Stroke is the second most common cause of death after HIV/Aids in South Africa. Picture: Supplied

Stroke is the second most common cause of death after HIV/Aids in South Africa. Picture: Supplied

Published Nov 14, 2023


Stroke is the second most common cause of death after HIV/Aids in South Africa, and it is a significant cause of morbidity, with an estimated 150 000 people experiencing a stroke each year.

This contributes to more than 560 000 stroke-related disability-adjusted years, said health cover provider Affinity Health. They also said there has been a noticeable rise in strokes in young adults.

“When we think of strokes, we often associate them with older adults. However, strokes can happen at any age, and they're not as rare in young adults as you might think,” says CEO Murray Hewlett.

“A staggering 15% of strokes occur in those aged 18–50,” he added, explaining that a stroke was like a traffic jam in the brain, which occurs when something blocks or bursts a blood vessel that carries oxygen and nutrients to the brain cells.

“When that road gets blocked, your brain doesn't get what it needs, and its cells can start to die. Just like when a roadblock causes cars to pile up, a stroke can make your body stop working correctly,” he added.

Strokes can lead to severe consequences, including paralysis, difficulty speaking, memory problems, and death.

As the world looks at raising awareness around strokes this week, the World Health Organisation (WHO) says 15 million people suffer a stroke annually across the world.

The World Stroke Organisation said over 12 million people will have their first stroke this year, while 6.5 million will die from one.
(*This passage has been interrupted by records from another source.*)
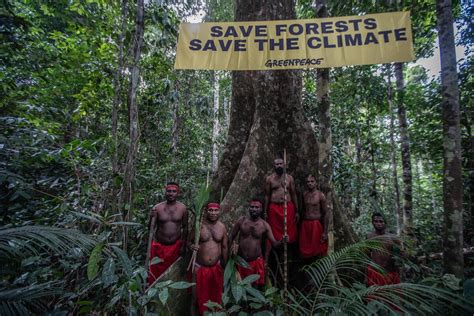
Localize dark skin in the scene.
[303,176,331,242]
[367,216,398,272]
[149,187,188,254]
[230,201,285,261]
[265,159,298,212]
[190,207,228,267]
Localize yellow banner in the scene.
[174,12,414,70]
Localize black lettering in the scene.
[270,38,285,50]
[344,34,362,46]
[211,25,222,37]
[348,19,362,31]
[224,26,239,37]
[219,40,232,52]
[321,22,334,34]
[255,25,267,36]
[239,25,253,37]
[393,28,407,42]
[308,37,321,48]
[189,39,201,50]
[336,21,349,33]
[379,30,392,43]
[289,24,303,35]
[286,37,299,50]
[275,24,286,36]
[364,32,379,45]
[234,40,247,52]
[254,39,268,52]
[323,36,336,48]
[364,18,377,30]
[305,23,319,34]
[202,40,217,52]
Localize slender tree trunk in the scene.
[112,0,128,177]
[387,64,403,236]
[316,0,355,251]
[436,0,464,278]
[121,0,145,249]
[211,71,220,173]
[171,83,180,161]
[395,63,413,236]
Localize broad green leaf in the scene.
[87,243,104,281]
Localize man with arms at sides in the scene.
[148,182,188,285]
[299,175,331,263]
[190,203,228,315]
[230,198,281,286]
[366,213,400,286]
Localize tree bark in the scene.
[395,63,413,236]
[387,64,403,236]
[212,0,356,249]
[436,0,464,278]
[121,0,145,250]
[211,71,220,173]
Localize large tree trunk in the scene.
[395,63,413,236]
[436,0,464,278]
[213,0,356,248]
[121,0,145,249]
[387,64,403,236]
[316,0,355,251]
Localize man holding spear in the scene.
[189,203,228,315]
[265,156,298,290]
[146,182,188,286]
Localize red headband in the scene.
[165,184,179,193]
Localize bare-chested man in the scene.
[230,198,281,286]
[190,203,228,315]
[366,213,400,286]
[148,182,188,285]
[299,175,330,259]
[265,158,298,243]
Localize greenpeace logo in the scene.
[265,58,324,68]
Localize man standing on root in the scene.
[366,213,400,286]
[147,182,188,285]
[230,198,281,287]
[299,175,330,263]
[190,203,228,315]
[265,158,298,243]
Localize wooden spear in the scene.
[283,148,288,300]
[144,211,156,289]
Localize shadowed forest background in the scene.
[0,0,474,315]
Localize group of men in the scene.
[148,158,399,315]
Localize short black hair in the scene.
[249,196,263,207]
[372,212,385,221]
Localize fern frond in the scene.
[0,226,95,258]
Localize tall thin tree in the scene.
[436,0,464,278]
[121,0,145,249]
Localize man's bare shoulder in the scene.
[152,201,166,211]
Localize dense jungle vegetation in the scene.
[0,0,474,315]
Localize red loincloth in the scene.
[267,202,298,243]
[148,239,182,285]
[237,257,265,285]
[195,262,224,315]
[299,220,328,258]
[367,266,400,286]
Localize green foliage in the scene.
[288,241,474,315]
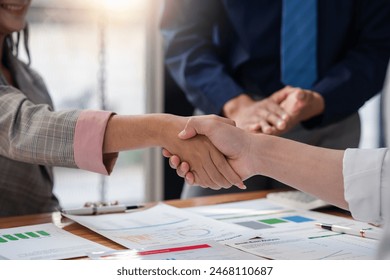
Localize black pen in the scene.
[62,205,144,215]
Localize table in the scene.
[0,190,350,254]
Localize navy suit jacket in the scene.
[161,0,390,127]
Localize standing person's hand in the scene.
[223,94,289,134]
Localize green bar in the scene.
[37,230,50,236]
[25,232,39,238]
[3,234,18,241]
[0,237,8,243]
[15,233,30,239]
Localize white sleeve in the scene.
[343,148,390,224]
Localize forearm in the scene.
[250,135,348,209]
[103,114,172,153]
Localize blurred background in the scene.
[22,0,380,210]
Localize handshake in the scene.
[162,86,323,190]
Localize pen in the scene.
[316,223,380,239]
[62,205,144,215]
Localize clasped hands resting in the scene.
[163,86,324,190]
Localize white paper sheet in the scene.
[89,241,264,260]
[185,199,379,260]
[62,203,248,249]
[0,223,110,260]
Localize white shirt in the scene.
[343,148,390,259]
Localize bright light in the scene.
[99,0,145,12]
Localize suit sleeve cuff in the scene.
[74,110,118,175]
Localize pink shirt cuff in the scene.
[74,110,118,175]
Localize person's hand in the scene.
[280,86,325,126]
[163,117,254,185]
[161,116,245,190]
[223,92,289,134]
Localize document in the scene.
[88,241,264,260]
[184,199,380,260]
[65,203,248,249]
[0,223,111,260]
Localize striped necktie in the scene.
[281,0,317,88]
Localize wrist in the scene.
[222,93,254,119]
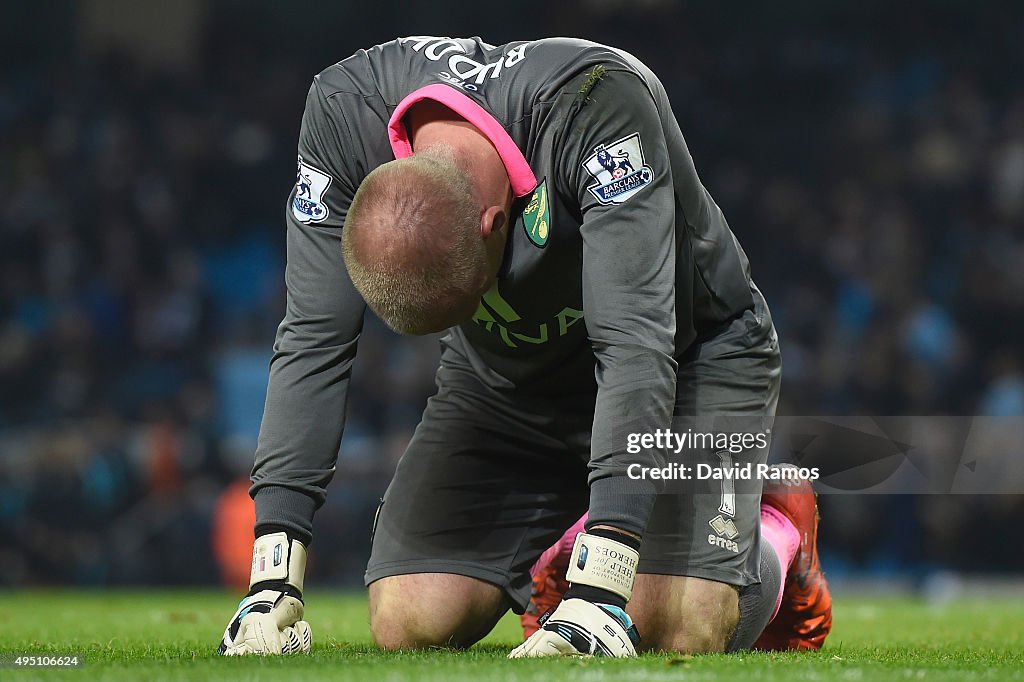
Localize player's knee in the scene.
[628,576,739,653]
[370,573,505,649]
[370,609,459,649]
Analysts say the incidence of a stroke increases significantly with age, with 60% of strokes happening to people under the age of 70, and 16% to those under 50.

The Heart and Stroke Foundation said there were uncontrollable risk factors, including age, sex, family history, inherited high cholesterol, blood pressure, abnormal heart rhythm and clotting disorders.

They noted a trend in the prevalence of strokes in young people, saying strokes are often disabling and they, therefore, pose a threat to socio-economic stability, particularly in developing countries.

“In young patients with an absence of conventional vascular risk factors and negative preliminary stroke work-up, clinicians need to take into consideration less common causes of stroke in this population,” says Hewlett.

“Recognising the surprising causes of strokes in young adults is crucial for prevention and early intervention.

“One of the biggest culprits is stress; prolonged stress can lead to high blood pressure, a major risk factor for strokes, and can also contribute to the formation of blood clots, which can block blood vessels in the brain, causing a stroke.”

Substance abuse was another cause. Certain drugs can lead to elevated blood pressure, irregular heart rhythms and even arterial dissection – a tearing of the blood vessel walls – all of which can precipitate a stroke.

Similarly, alcohol abuse can raise blood pressure and lead to an increased risk of atrial fibrillation, a heart rhythm disorder known to cause strokes, while smoking damages blood vessels and increases the risk of clot formation.

Hewlett says, “A lesser-known contributor to strokes in the young is undiagnosed medical conditions. Conditions like sleep apnoea, which disrupts breathing during sleep and lowers oxygen levels in the blood, can lead to hypertension and increase the likelihood of a stroke.

“Autoimmune disorders like lupus or even infections like Covid-19 have been linked to strokes in younger individuals.

These conditions can cause inflammation and blood vessel damage, making the arteries more susceptible to blockages.”

Poorly managed diabetes, being overweight or obese, and high cholesterol can also increase stroke risks.